It’s ideal to start from a central station or one that has as many lines as possible. Your goal is to assign yourself a destination in a way that keeps it a surprise. Here are a few ways you might go about doing that. adjust, remix, & invent as you desire.
All of these techniques work best when you take the results seriously. What if your destination is a place you’ve been before? Sometimes the familiar is the most unknown. What if you’re afraid it will be a boring place? Unbore it. Let it unbore you. What if you’d rather go to the next stop on the line, or the last, or someplace you have a yen for? You can go on an ordinary excursion at any time—this is your chance to unknow.
Yes, it’s a kind of game. So play hard.
1) Shuffle up
If your station offers free printed timetables (as those in new york do), gather them all up, shuffle, and pick one randomly. Decide in advance how to choose among the destinations on the timetable (go all the way to the end of the line, or halfway there, or roll a die for the number of stops you’ll go). With some extra preparation time, you can gather the names of all the destinations that take one to three hours of travel time and write them onto index cards (or the blank cards in this kit). You and your friends can use these cards for virtually endless adventures.
2) Timing the Timetables
Choose an exact time you want to arrive at your destination. Search all the available timetables for the destination which most precisely matches your arrival time. Alternately, choose an exact length of travel, and match your destination to that (this requires a bit more figuring).
3) The Right Hand Doesn’t Know what the Left Hand is Doing
Unfold a transportation map, or walk up to one in the station. Avert your eyes and let your left hand sweep across the map until it finds a spot. Write down the destination nearest to your left index finger. This, of course, is a classic.
4) The Easy Unknown
If you’re not all that familiar with the city you’re in, almost any destination will be unknown. Go to the station and choose by whimsical criteria. Choose a place by its evocative name (Valhalla, or Babylon, for instance, if you happen to be starting from New York), or take the first train that’s leaving and decide how long you’ll stay aboard, or follow a passenger with an interesting hat.
5) The Budget Unknown
If train travel is beyond your means at the moment, ordinary bus and subway trips offer plenty of unknown. Add ferries into the mix if you have them. Simply pick the destination you know least about or adapt one of the other methods above. Or set out on foot using psychogeographical systems: navigate one city using a map from another, draw a diagram or picture on a map and try to walk it, follow a particular color, going from red to red to red all afternoon (see appendix 3).

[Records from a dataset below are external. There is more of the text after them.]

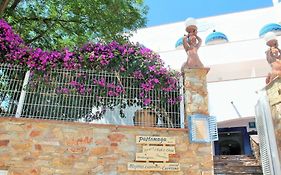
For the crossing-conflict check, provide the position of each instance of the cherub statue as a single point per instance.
(191, 44)
(273, 56)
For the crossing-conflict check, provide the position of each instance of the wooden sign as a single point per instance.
(159, 149)
(155, 140)
(155, 153)
(143, 166)
(152, 157)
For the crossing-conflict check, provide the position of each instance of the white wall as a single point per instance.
(241, 92)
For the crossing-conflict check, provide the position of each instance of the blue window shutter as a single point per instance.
(202, 128)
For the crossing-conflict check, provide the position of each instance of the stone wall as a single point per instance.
(32, 147)
(274, 95)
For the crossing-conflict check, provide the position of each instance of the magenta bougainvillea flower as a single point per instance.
(123, 60)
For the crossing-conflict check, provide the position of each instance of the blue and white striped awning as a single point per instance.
(271, 27)
(216, 38)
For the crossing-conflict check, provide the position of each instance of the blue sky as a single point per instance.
(169, 11)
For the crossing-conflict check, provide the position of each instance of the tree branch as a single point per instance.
(14, 5)
(49, 19)
(3, 6)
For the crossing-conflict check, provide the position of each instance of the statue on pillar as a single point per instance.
(273, 56)
(191, 44)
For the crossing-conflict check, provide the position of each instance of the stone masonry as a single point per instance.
(33, 147)
(45, 147)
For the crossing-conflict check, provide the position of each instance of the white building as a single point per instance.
(237, 68)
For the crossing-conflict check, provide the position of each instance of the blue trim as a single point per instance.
(271, 27)
(215, 36)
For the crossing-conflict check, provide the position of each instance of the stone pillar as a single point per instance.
(195, 91)
(274, 95)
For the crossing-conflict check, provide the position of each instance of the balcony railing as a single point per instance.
(22, 95)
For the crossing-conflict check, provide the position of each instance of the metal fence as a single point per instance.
(66, 98)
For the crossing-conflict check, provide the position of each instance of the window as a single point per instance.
(3, 172)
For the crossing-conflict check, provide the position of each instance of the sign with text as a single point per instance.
(155, 140)
(152, 157)
(155, 153)
(141, 166)
(159, 149)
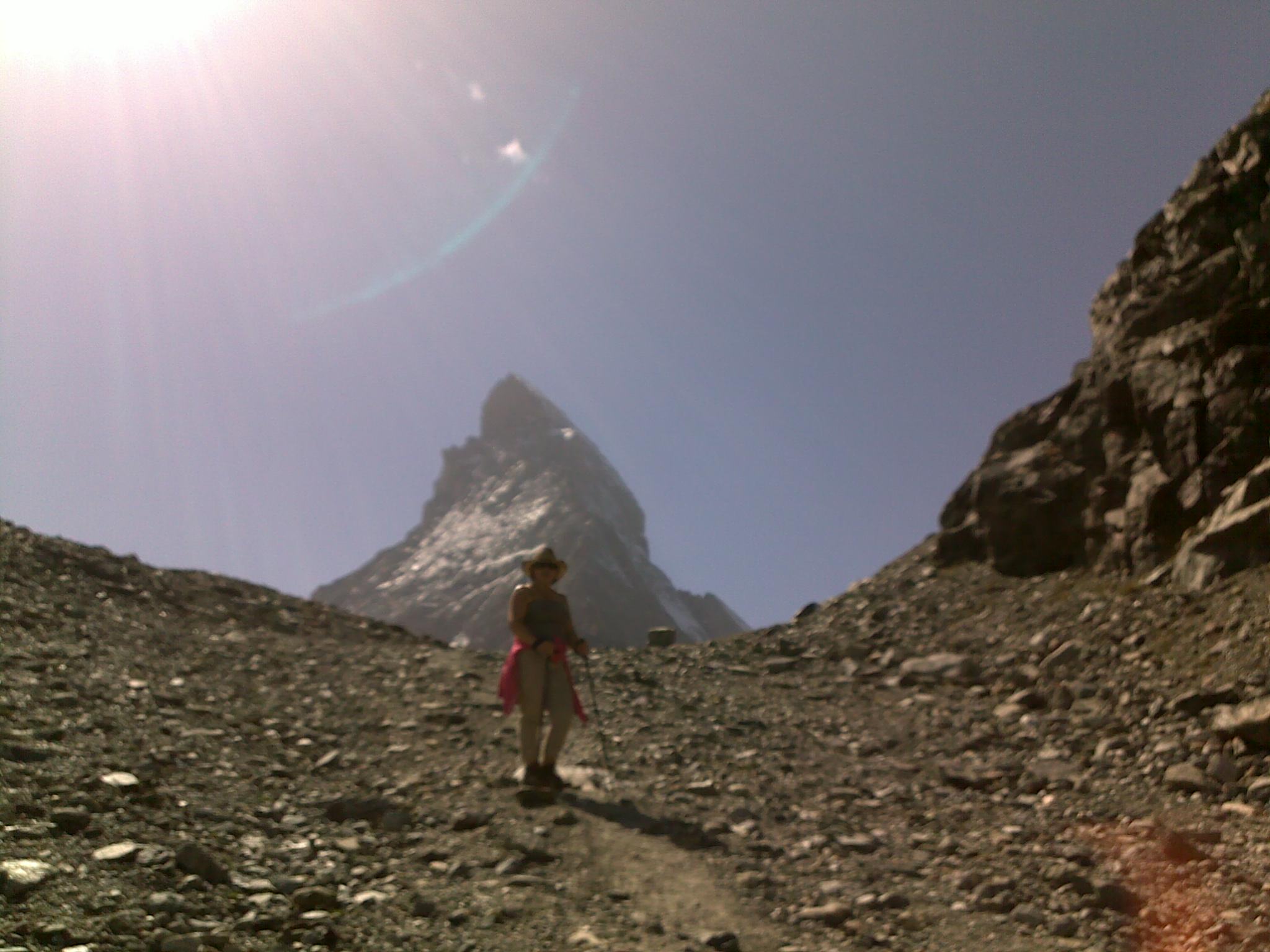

6) A Little Help from Your Friends
Go to the station with one or more friends, agreeing to travel to separate destinations. Have each person choose a destination they know nothing about, then trade destinations with each other, creating a double layer of the unknown. Or make a chain with your friends, paying forward: buy a ticket for one friend who will then buy a ticket for another, and so on.
7) Destination Party
Gather a list of all the destinations the right distance away. Gather timetables for all those destinations (as many copies of the timetables as you have destinations). Gather blank notebooks, or materials to make them from recycled paper. Gather cards for the names of destinations. Gather big envelopes. Get together with friends over pizza or mexican food and fill an envelope for each destination. Include a card with the destination, a timetable, a notebook. Seal the envelopes and distribute however you like. Feel free to adapt this according to your own ideas and desires.